Il metodo con cui opera l’ Enshittification 

La caratteristica fondamentale dell’intero processo consiste nel metodo ‘ricattatorio’ e nell’‘abuso’, condotto a partire dalla posizione intermedia tra acquirente e venditore; questa tensione crescente è destinata a portare in definitiva, secondo Doctorow, alla morte della piattaforma: ma queste, a ben guardare, sono attitudini e dimensioni che vanno ben al di là del contesto digitale. La medesima enshittification riguarda dunque anche, e forse soprattutto, il contesto mediatico in cui siamo immersi, e l’ecosistema artistico e culturale che riguarda questo tempo, e che a sua volta influenza strettamente i comportamenti, le scelte e le prospettive sulla realtà. 

Enshittification, deresponsabilità e arte 

Anche la “deresponsabilità” di cui parlo da alcune settimane, in fondo, non è forse un’altra faccia di questa “immerdificazione” (o “smerdificazione”)?
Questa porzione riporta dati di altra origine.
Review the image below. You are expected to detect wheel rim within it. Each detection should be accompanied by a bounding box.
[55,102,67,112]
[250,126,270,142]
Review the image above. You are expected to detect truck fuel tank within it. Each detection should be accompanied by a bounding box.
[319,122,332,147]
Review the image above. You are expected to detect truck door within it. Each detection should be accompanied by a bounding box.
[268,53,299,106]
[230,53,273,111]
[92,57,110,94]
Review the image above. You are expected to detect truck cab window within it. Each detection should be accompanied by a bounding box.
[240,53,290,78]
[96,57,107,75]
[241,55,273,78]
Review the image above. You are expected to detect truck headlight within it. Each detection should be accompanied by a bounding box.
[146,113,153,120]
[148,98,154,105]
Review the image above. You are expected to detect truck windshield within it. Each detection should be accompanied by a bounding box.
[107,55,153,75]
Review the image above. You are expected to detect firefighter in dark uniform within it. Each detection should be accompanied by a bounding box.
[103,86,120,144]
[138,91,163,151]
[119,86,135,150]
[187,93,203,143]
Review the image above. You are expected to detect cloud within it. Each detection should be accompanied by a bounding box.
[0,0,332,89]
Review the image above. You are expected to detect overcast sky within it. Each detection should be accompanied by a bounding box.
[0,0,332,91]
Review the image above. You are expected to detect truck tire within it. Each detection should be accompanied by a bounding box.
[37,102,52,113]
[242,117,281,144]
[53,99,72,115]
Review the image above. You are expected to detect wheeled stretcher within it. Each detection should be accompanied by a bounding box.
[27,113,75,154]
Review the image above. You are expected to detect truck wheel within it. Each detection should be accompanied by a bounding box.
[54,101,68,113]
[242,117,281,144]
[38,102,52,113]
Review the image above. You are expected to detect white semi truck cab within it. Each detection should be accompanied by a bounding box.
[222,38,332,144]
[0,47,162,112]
Il termine enshittification, dunque, ha l’indubbio merito di aver inquadrato concettualmente alcuni aspetti basilari della contemporaneità. Si tratta di uno sfaldamento, di uno slabbramento, di una perdita di sostanza e di contorni di qualcosa che in partenza funzionava e che poi man mano funziona sempre peggio – non per dei difetti che si manifestano via via, ma perché è programmata così fin dall’inizio… Ed è programmata così proprio perché l’interesse dell’utente/cliente/cittadino/spettatore/lettore/fruitore non è mai stato al centro: a un certo punto, verso l’inizio, si poteva presumere che fosse così, o poteva essere comunicato che fosse così, ma in realtà l’attenzione è sempre stata altrove. (Se ci pensiamo, è un po’ la stessa tecnica alla base dello spaccio di droga, con le prime dosi regalate e i prezzi che poi schizzano alle stelle, quando gli ‘utenti’ ormai non ne possono fare più a meno…). 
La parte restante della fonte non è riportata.